It’s actually not difficult to argue for a local-regional flood from the biblical text. In what follows I’ll show you how. My purpose is to say that, if a global flood really is geologically denied or impossible, you really don’t need to care with respect to biblical accuracy. The biblical text can indeed sustain a local-regional flood. Another purpose is to promote debate via inspection of the text, as opposed to pejorative or ad hominem attacks (i.e., promote charity among those who disagree). As you’ve heard me say many times on the podcast or elsewhere, we should care only about what the biblical text can sustain, not what tradition says. That means the task of both sides to read the text closely and think carefully about it. What follows is how a local-regional flood theorist would do that.
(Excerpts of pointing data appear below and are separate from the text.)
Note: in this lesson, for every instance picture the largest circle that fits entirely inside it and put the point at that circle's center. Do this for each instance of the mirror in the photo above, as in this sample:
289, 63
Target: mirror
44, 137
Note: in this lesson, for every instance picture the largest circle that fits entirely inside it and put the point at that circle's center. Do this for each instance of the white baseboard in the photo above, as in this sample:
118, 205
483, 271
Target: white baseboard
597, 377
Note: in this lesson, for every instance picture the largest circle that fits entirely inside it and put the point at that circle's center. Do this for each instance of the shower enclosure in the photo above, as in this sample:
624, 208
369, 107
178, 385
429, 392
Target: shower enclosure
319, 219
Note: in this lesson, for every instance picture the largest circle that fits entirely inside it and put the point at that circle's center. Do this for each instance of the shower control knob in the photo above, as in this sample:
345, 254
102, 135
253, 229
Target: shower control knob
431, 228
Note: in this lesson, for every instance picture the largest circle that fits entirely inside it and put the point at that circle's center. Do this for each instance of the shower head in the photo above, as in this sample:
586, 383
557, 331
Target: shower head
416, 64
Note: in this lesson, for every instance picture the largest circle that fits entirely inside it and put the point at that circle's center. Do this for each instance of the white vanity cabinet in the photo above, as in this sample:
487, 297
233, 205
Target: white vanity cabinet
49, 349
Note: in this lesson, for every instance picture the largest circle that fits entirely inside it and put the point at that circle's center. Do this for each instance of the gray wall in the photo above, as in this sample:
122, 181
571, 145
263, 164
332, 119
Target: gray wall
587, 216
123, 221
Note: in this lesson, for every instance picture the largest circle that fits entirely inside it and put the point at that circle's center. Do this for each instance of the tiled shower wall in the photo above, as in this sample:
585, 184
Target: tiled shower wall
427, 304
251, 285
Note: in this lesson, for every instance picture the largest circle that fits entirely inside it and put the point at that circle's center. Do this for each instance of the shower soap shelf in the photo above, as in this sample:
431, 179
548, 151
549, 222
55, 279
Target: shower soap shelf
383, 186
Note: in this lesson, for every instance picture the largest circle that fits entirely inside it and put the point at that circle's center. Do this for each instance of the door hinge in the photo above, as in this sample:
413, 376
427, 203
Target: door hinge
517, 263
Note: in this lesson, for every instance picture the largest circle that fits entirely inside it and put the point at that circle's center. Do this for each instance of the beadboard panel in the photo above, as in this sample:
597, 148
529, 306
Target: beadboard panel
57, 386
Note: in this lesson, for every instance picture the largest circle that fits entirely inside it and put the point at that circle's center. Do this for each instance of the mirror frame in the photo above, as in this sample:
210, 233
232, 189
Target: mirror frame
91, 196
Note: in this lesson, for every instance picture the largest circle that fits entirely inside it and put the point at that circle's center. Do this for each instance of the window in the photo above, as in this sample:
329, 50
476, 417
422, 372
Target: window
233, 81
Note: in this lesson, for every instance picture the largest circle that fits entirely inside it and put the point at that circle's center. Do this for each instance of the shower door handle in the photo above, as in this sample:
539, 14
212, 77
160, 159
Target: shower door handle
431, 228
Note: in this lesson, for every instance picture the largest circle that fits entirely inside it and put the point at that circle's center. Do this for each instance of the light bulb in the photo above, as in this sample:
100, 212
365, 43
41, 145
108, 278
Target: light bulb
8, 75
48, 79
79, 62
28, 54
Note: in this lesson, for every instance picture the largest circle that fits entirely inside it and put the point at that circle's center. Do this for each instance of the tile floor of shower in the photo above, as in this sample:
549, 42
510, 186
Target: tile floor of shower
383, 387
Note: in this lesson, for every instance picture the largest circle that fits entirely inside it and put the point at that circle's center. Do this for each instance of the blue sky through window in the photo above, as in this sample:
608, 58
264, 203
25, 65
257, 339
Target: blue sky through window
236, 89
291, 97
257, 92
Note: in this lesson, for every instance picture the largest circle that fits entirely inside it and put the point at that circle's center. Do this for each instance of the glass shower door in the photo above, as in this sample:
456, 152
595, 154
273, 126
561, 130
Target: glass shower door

To begin, the argument / approach would go this way in a nutshell:
Demonstrating that the word “all” (כֹּל / kōl) doesn’t solve anything. Rather, it begs an obvious question: “all of what?” The same goes for words like “mountain” (הַר; har). What we think of as a mountain may not be what the word must mean. And let’s include the word translated “earth” in the flood account. It’s the frequently-found ʾerets (אֶרֶץ), which often means some point or piece of land.
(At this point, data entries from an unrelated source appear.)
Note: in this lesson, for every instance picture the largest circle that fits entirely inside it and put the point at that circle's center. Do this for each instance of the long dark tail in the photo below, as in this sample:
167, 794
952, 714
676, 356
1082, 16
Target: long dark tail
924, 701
Demonstrating that phrases like “all flesh” or “all humankind” or “the whole heavens” (all of which use kōl + noun) do not speak of exhaustive totality in various places in the Bible. Once that is known, you’d ask a simple question: are we justified in taking the “less than exhaustive totality” meaning back to Genesis 6-8 and interpreting the flood event accordingly — an event that did not cover the earth in exhaustive totality?
Supporting a “yes” answer to the above via context. Context in this case means interpreting Gen 6-8 in light of the known world at the time, described in Genesis 10. That also produces a question: Is there a textual way to connect Genesis 10, the nations that extend from the sons of Noah, to the flood account?…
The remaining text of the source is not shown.